Our first visit of the day was to Bibi-Khanym Mosque. Completed in 1404, several years after his conquest of Delhi, the mosque was built with Indian stone transported overland by captured Indian elephants. The mosque fell into disrepair over the centuries and what we see now is mostly a modern reconstruction. Despite this, it is still impressive.
Stand for the Koran
I wonder how this kid broke his arm?
Well that explains everything.
Schoolchildren, a dude with cattle, the usual.
Then we went to the Registan, which is basically the most famous part of Samarkand. The Registan is to Samarkand as Red Square is to Moscow as the National Mall is to Washington, D.C. You get the idea. The Registan is a public square framed by three madrasahs (Islamic schools) where, centuries ago, the residents of Samarkand would gather to listen to royal proclamations or watch public executions.
(this was actually taken the evening before)
The Sher-Dor (Having Tigers) Madrasah, built 1619–1636
“As-salamu alaykum.” (Peace be upon you)
Ulugh Beg Madrasah built 1417–1420 during the reign of Tamerlane and named after Tamerlane’s grandson. Ulugh Beg was a well-known astronomer and mathematician.
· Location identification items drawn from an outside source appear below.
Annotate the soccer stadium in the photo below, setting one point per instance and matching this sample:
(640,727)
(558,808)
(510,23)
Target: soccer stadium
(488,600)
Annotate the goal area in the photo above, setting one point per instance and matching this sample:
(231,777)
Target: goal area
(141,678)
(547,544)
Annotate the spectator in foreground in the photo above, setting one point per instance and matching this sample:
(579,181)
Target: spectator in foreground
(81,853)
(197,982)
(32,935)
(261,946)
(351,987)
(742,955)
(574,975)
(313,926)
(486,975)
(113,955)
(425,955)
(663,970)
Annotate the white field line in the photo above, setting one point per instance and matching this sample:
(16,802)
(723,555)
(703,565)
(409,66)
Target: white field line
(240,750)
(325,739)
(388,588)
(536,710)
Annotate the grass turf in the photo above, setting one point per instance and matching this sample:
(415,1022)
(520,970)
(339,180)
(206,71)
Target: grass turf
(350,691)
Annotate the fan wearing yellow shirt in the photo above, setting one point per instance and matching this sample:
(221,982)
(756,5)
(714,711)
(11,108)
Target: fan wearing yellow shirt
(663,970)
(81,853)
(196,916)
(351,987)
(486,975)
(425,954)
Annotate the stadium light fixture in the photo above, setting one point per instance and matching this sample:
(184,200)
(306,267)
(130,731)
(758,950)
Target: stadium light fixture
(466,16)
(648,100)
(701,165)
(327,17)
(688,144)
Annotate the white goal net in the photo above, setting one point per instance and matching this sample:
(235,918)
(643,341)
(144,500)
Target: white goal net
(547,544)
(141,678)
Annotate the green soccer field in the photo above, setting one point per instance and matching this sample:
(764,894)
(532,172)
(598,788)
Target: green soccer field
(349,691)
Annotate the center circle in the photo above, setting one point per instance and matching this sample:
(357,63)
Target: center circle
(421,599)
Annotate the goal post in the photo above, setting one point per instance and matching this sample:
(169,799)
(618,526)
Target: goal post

We had an opportunity to visit with a master musician who also builds Uzbek musical instruments. This was the entrance to his shop.
We then went to Ulugh Beg’s Observatory.
Completed in 1429 and later destroyed by religious fanatics in 1449, the observatory was rediscovered in 1908 by an archaeologist. The above is giant sextant.
In the afternoon we visited the Shah-i-Zinda necropolis, which was by far my favorite place in Samarkand. While the Registan was imposing, Shah-i-Zinda felt intimate. “Shah-i-Zinda” translates to “The Living King” in Persian, so called because Kusam ibn Abbas, the cousin of prophet Muhammad is supposedly buried here. The earliest structures here are from the 11-12th centuries, with the rest of the complex dating from the 14-15th centuries.
When I die I’d like to be entombed in something simple like this, OK?
And for our last visit of the day, we stopped by a nearby silk carpet workshop where we learned all about the process of making these beautiful carpets by hand. The dyes used here are all natural, coming from plants and insects. The young women who work here undergo a four month training program after which they can stay on as weavers. Weaving a silk carpet can take several months and it appears to be incredibly tedious work, but many of the weavers had iPods to keep them company.
The tools have not changed much over the years.
So did I come home with one of these beautiful carpets? Unfortunately, no, as they were a bit outside of my price range. Hmm, to pay off the student loans or purchase a silk carpet? The student loans win…for now.